What is a take or pay clause?
A Take or Pay or ToP clause is a condition inserted into a contract to assure the supplier that the buyer or customer, will purchase a minimum quantity of their product. If they fail to use or purchase that minimum value, then they face penalty charges.
Take or Pay in Energy Contracts
ToP functions very much as expected in an energy contract with one major difference, there is an upper cap as well as a lower cap.
Suppliers tend to set the standard take or pay conditions to 120% and 80%, so if you use more than 120% of you committed usage then you are exposed to penalty charges. Dip below 80% of your expected usage and also expect to see penalty charges.
Why is it there?
When a customer agrees to a contract with an energy supplier, the supplier will purchase the volume of energy to supply the customer in advance from the wholesale market.
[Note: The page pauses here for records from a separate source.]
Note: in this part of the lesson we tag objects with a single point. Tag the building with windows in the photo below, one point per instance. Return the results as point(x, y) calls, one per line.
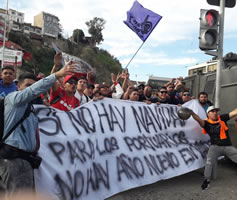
point(15, 16)
point(156, 82)
point(202, 68)
point(49, 24)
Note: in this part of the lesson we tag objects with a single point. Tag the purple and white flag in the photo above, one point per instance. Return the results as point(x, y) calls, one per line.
point(141, 20)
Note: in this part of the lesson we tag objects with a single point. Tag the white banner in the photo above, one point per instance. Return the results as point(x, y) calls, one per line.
point(105, 147)
point(11, 57)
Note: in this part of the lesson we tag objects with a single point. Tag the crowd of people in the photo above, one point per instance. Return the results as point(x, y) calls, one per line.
point(78, 88)
point(65, 90)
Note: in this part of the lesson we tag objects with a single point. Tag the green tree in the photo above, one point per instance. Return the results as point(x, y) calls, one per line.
point(95, 28)
point(78, 35)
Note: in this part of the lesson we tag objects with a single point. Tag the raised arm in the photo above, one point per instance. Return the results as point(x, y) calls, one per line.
point(57, 64)
point(197, 118)
point(233, 113)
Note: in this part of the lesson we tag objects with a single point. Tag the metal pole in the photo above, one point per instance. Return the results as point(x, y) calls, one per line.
point(220, 53)
point(5, 30)
point(134, 55)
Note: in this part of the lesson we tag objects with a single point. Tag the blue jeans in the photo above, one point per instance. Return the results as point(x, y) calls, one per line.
point(15, 175)
point(216, 151)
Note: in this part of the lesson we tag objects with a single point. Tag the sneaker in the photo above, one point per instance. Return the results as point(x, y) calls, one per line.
point(205, 184)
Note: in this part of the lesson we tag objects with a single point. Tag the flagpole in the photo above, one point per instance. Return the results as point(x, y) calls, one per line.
point(134, 55)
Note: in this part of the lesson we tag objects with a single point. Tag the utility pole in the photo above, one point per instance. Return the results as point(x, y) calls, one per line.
point(4, 37)
point(220, 53)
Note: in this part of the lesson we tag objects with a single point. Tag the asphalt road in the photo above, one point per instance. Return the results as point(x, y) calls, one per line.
point(188, 187)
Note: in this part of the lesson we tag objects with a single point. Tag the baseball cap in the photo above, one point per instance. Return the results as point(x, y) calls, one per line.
point(210, 108)
point(68, 77)
point(104, 85)
point(91, 86)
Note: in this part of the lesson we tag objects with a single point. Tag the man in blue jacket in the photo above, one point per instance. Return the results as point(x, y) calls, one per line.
point(17, 151)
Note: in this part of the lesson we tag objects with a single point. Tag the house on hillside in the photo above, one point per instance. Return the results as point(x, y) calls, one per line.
point(48, 23)
point(15, 16)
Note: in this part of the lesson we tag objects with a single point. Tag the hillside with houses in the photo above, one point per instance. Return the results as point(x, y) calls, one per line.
point(35, 43)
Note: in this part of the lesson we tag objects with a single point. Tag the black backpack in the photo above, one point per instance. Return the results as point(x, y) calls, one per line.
point(26, 114)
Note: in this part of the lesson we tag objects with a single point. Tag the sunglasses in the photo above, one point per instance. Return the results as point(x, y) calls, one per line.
point(162, 92)
point(72, 81)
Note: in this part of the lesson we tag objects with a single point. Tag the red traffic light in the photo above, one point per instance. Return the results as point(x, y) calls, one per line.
point(211, 18)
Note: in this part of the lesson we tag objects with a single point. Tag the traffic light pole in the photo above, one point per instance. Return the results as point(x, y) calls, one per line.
point(220, 53)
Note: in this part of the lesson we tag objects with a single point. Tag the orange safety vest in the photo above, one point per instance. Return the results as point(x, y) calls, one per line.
point(223, 127)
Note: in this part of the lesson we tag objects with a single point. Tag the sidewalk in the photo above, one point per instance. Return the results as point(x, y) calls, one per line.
point(188, 187)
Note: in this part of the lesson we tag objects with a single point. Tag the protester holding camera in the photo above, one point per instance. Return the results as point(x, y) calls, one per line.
point(18, 149)
point(62, 94)
point(216, 127)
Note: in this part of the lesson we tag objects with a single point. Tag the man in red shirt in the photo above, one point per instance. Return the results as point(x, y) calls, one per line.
point(62, 95)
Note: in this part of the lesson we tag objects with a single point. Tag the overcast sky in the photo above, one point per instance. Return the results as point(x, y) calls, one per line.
point(172, 46)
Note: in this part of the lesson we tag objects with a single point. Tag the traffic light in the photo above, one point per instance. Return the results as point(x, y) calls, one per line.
point(209, 25)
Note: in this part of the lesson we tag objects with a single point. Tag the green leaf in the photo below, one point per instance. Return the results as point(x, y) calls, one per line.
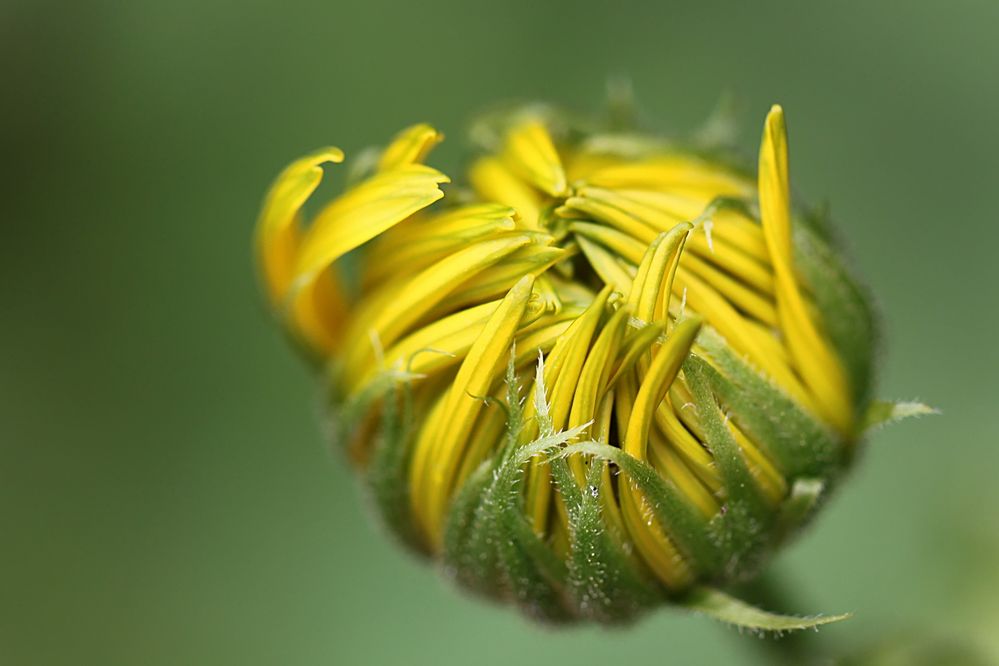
point(847, 314)
point(800, 505)
point(799, 445)
point(742, 530)
point(730, 610)
point(387, 474)
point(883, 412)
point(604, 584)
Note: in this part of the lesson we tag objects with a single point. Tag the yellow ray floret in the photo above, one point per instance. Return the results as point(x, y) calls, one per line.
point(813, 357)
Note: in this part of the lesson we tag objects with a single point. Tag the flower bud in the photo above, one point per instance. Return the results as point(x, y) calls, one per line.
point(602, 373)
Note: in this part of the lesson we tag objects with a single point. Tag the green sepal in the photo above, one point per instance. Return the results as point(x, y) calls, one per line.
point(489, 546)
point(884, 412)
point(730, 610)
point(386, 475)
point(848, 318)
point(603, 583)
point(685, 526)
point(742, 529)
point(798, 444)
point(805, 497)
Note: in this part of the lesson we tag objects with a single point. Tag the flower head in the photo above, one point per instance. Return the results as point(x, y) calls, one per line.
point(601, 373)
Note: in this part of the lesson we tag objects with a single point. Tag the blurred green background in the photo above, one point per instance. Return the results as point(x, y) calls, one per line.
point(166, 495)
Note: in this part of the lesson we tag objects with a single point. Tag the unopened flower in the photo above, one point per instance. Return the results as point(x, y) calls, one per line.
point(602, 373)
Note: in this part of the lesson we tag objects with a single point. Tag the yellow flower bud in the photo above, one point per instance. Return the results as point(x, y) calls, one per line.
point(603, 372)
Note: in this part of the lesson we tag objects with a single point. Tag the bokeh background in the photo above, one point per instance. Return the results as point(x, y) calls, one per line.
point(166, 495)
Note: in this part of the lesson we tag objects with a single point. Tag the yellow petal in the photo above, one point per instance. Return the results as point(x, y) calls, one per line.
point(531, 154)
point(813, 357)
point(366, 211)
point(410, 146)
point(278, 232)
point(443, 450)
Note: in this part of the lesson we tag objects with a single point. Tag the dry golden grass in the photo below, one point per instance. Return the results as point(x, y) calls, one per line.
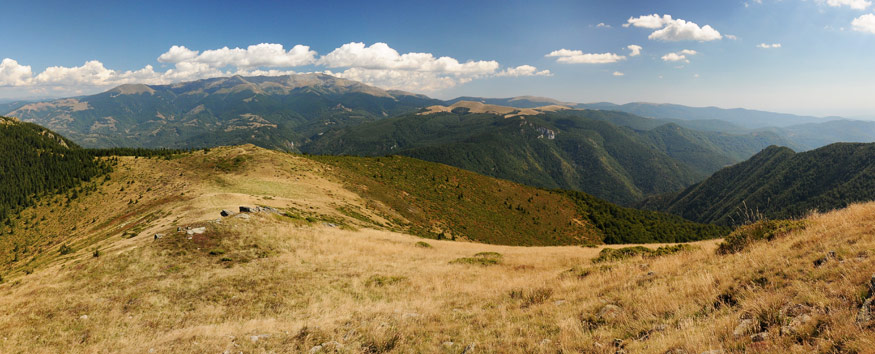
point(275, 284)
They will have based the contract on their modelling of the wholesale market and its rate at the time of committing to the agreement.
If the usage falls below the lower cap, the supply is left with a surplus of energy that they would then need to trade, potentially at a loss.
The upper cap is in place as if the supplier hasn’t purchased the required amount of energy to supply the customer they will need to purchase more, this leaves them exposed to market movement and the potential for purchasing at a higher rate then was initially built in to the agreement.
Can I negotiate?
Although the large majority of contracts contain this clause it is an aspect of the contract that is open for negotiation and in some cases can be negotiated as far as to have it removed from the agreement all together.
I have a Take or Pay clause and I am going to fall outside of the boundaries!
How the reconciliation period is structured here is important. Is it monthly, annually or contract length? You may have time to address the overuse or short fall.
If it looks as though you do not have the time frame to adjust or there has been a fundamental change in your usage the best route is to talk to the supplier, explain the situation and come to a mutual agreement on a way forward. This can involve addressing the difference with a renegotiate of the contract to only be exposed to the losses the supplier experiences purchasing the excess energy or selling back the shortfall.
You should never accept being charged the full cost for falling short as the supplier will always have an opportunity to sell the energy. You should only ever be exposed to their losses which significantly reduces your exposure.